Carlos Queirós, o brilhante técnico nascido no norte de Moçambique e que já brilhou nos cinco continentes, disse-me um dia que não assina contrato com uma equipa de um país que não conhece, se não tiver tempo para estudar, com alguma profundidade, a história e a cultura dessa Nação.
Não entendi à partida, mas ele explicou-se, estabelecendo, com propriedade, exemplos e comparações:
– O jogador africano, de uma forma geral irreverente, é avesso a regras. Isso tem a ver com hábitos histórico-culturais. Daí que os técnicos, respeitando isso, devam libertar à sua criatividade, tirando vantagens rumo ao objectivo comum que é o de ganhar;
– Já o atleta árabe, em regra vive um dia-a-dia de calmaria, tal como recomendam os rituais religiosos. Na sua juventude anda de chinelos e nas suas caminhadas, raramente ultrapassa alguém. Como mentalizá-lo para em campo, ultrapassar os adversários?

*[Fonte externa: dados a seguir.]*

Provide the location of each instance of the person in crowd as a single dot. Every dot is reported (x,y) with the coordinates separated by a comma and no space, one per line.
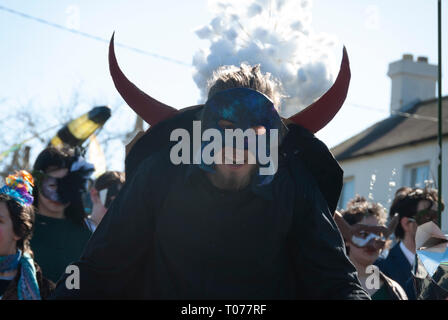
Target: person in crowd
(60,229)
(360,211)
(224,229)
(415,207)
(20,276)
(102,193)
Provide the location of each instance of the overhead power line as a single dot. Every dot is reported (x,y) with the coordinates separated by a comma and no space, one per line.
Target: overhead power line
(93,37)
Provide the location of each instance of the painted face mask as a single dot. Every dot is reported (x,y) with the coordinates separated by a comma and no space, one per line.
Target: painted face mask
(242,108)
(68,188)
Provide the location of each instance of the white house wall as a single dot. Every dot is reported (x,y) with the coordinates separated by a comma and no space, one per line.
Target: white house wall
(382,166)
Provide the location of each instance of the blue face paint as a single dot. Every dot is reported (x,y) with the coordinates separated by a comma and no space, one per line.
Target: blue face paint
(244,108)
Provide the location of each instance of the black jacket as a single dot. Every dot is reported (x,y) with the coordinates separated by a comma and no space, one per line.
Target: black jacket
(129,249)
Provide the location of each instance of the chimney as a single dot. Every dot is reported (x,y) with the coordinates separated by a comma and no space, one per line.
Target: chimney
(411,80)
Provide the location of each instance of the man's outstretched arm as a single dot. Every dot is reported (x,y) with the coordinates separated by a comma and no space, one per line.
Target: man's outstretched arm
(322,266)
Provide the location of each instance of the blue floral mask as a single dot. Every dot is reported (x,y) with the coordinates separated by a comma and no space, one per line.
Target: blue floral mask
(245,109)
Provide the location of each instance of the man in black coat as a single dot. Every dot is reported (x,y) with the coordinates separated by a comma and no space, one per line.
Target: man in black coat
(223,231)
(415,207)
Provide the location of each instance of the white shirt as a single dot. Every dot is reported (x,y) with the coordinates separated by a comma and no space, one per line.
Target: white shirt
(407,253)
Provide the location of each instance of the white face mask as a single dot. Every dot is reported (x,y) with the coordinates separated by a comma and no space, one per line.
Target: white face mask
(103,195)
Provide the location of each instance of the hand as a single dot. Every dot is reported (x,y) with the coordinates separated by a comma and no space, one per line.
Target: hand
(358,234)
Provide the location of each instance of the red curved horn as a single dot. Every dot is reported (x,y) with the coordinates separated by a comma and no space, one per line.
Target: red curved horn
(151,110)
(321,112)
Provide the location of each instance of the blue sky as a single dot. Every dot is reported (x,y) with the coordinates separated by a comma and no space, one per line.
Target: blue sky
(43,63)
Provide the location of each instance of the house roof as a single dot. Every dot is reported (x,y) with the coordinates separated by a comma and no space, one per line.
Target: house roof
(414,125)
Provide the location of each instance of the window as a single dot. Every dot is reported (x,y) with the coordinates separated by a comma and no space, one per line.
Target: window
(347,193)
(417,175)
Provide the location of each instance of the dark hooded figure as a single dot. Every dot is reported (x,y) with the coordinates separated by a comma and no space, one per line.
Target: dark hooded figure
(201,229)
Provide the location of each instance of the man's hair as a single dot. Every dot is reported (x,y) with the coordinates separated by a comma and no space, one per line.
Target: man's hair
(246,76)
(359,208)
(109,179)
(60,159)
(406,202)
(22,218)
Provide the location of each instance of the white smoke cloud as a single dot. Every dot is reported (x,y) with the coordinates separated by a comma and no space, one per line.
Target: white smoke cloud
(276,34)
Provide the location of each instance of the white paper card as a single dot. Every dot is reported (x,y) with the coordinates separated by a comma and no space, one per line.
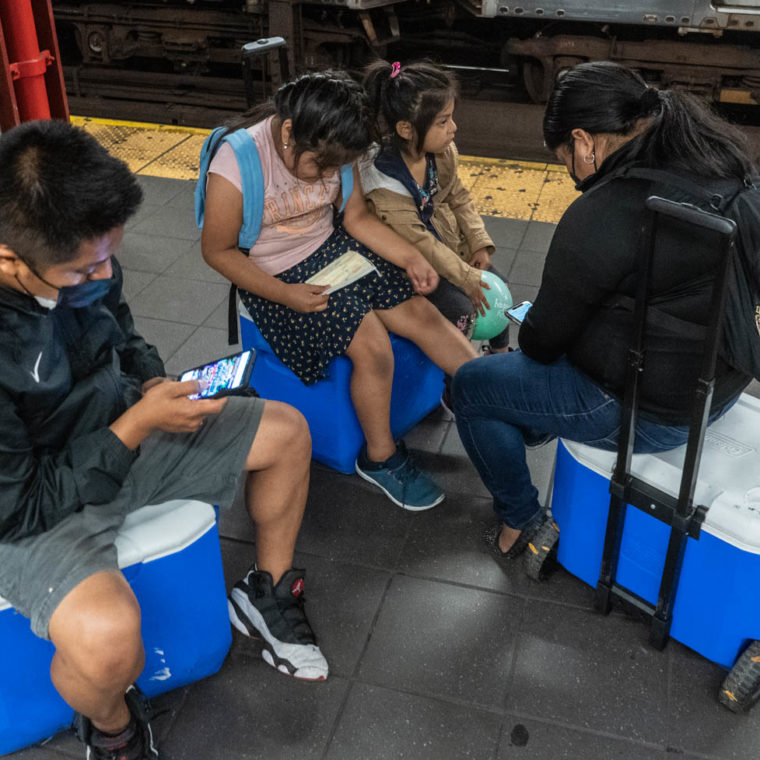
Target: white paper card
(346,269)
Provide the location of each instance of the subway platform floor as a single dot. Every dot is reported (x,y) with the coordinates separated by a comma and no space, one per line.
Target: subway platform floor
(436,651)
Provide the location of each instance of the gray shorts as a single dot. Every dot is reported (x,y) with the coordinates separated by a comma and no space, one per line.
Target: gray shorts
(37,572)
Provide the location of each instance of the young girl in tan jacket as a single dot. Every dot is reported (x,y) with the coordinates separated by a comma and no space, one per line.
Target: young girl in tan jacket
(411,183)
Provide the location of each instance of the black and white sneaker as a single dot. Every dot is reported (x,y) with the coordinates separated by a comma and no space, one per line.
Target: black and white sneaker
(135,742)
(258,608)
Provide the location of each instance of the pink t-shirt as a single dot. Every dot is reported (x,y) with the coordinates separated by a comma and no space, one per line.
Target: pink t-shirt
(297,215)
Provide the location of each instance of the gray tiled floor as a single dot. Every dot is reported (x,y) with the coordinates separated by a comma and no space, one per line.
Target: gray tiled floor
(437,652)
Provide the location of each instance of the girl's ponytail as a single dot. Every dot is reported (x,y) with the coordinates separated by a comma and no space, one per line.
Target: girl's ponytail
(414,92)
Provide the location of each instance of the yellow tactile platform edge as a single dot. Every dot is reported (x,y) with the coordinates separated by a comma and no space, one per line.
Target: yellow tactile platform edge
(500,187)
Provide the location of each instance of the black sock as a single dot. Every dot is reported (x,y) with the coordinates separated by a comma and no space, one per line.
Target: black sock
(111,742)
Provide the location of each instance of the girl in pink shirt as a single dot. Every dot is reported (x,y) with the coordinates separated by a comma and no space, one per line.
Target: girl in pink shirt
(317,123)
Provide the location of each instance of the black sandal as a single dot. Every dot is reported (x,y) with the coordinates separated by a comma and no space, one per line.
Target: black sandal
(491,539)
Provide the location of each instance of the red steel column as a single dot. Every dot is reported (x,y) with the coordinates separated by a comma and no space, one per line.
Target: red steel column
(27,64)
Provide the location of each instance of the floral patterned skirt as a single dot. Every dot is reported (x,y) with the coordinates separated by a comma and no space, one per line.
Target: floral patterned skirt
(307,343)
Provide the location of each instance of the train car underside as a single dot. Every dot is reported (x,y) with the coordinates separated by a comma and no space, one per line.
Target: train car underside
(714,52)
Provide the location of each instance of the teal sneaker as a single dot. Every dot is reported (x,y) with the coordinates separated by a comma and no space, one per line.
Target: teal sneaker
(400,480)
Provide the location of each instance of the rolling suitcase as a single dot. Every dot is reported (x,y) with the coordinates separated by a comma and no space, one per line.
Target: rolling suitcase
(654,527)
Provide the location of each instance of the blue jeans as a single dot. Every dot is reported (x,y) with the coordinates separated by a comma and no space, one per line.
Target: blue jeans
(505,401)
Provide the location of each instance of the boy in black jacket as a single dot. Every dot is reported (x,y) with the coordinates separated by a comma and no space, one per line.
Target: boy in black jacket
(91,429)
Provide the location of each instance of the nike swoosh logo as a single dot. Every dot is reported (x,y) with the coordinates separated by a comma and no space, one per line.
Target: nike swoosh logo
(35,373)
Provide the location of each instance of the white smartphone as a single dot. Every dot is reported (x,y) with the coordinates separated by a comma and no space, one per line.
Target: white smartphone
(517,313)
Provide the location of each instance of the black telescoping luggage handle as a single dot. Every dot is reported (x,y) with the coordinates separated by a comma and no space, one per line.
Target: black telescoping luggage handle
(680,514)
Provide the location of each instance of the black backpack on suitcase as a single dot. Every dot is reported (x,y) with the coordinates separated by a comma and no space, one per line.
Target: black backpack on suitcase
(740,339)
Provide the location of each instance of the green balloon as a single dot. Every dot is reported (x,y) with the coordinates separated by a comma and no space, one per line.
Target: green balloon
(499,300)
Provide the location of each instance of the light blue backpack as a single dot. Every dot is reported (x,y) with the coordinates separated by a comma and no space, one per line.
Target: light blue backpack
(252,177)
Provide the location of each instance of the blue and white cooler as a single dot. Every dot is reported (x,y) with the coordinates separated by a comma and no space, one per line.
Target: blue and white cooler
(717,606)
(170,555)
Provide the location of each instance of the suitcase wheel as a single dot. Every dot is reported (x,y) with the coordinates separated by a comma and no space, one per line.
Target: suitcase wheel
(741,689)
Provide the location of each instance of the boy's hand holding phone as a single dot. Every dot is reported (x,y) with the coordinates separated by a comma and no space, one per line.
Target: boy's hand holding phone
(167,407)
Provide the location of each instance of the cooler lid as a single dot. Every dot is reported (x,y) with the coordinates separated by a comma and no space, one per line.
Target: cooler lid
(156,531)
(729,474)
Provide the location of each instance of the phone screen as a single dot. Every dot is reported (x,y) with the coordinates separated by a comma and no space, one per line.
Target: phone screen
(223,375)
(517,313)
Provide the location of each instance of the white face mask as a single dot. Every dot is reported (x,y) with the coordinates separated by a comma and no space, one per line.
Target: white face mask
(46,303)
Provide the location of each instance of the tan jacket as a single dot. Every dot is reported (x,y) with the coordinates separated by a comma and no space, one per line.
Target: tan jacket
(455,217)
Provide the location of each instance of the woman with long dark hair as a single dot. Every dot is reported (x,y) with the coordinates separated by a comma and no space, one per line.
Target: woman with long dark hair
(601,121)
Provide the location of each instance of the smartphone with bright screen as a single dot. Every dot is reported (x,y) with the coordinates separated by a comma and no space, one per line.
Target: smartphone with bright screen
(517,313)
(223,377)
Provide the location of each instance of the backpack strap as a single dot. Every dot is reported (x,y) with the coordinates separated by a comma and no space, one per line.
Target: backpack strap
(715,200)
(210,146)
(346,183)
(252,178)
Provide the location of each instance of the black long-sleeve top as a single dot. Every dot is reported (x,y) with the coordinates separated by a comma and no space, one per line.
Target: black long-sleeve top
(593,258)
(67,374)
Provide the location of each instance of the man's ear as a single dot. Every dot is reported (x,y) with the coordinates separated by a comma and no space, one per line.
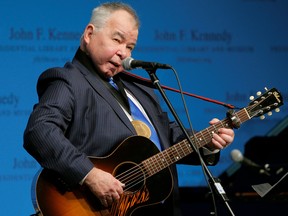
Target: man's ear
(88,33)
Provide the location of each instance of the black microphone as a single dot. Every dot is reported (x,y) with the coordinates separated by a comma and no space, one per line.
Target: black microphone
(129,64)
(238,157)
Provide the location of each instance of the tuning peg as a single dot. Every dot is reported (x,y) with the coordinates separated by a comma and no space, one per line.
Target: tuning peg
(262,117)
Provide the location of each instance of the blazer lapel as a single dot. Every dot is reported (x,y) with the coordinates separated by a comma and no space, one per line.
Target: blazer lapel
(99,87)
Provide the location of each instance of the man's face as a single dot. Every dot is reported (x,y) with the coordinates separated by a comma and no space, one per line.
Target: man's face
(112,43)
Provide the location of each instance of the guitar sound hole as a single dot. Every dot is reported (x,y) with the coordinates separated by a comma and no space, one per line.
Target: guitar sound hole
(131,174)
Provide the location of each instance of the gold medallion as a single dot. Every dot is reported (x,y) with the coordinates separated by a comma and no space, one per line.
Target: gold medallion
(141,128)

– Por seu lado, o japonês nasce com a matemática no berço. Ele recebe as instruções do técnico e depois pensa passá-las à prática, como se se tratasse de um regra de três simples. Se lhe indicam o posicionamento X, a sua reacção é Y. Se falhar, a culpa é do treinador. Mentalizá-lo para improvisos, bem ao gosto do africano, é um bico-de-obra.
Estes e outros elucidativos exemplos, foram-me transmitidos pelo eloquente Professor, numa gratuita aula de sapiência que registei com agrado.
O homem do jogador
A meditação em redor deste assunto, vem a-propósito do despedimento pelo Costa do Sol do técnico argentino Costas e a sua substituição pelo português Horácio Gonçalves, antes do fim do primeiro terço do Moçambola.
Longe de mim equacionar as competências de qualquer deles. O que ponho em causa é o imediatismo do clube, ao despedir um técnico estrangeiro que mal conhecendo os cantos do país, se esforçava ainda por (re)conhecer os da turma canarinha.
A opção foi por alguém que terá de iniciar a sua “aculturação” a partir do zero, o que o coloca claramente em desvantagem em relação aos adversários.
Pensa-se na competência do técnico e do jogador, subestimando o homem que é comandado pela mente, esta por sua vez sujeita a vários factores culturais, influenciados pela sociedade em que vive.
Pode-se vencer, a partir de improvisos. Mas, de facto, a acontecerem sucessos, o princípio de “a vitória prepara-se e organiza-se”, fica esvaziado.
Pensar no futebol apenas como pontapé na bola, subestimando a acção mental sobre a história e os hábitos culturais do cidadão, é pensar curto (e só) no imediato.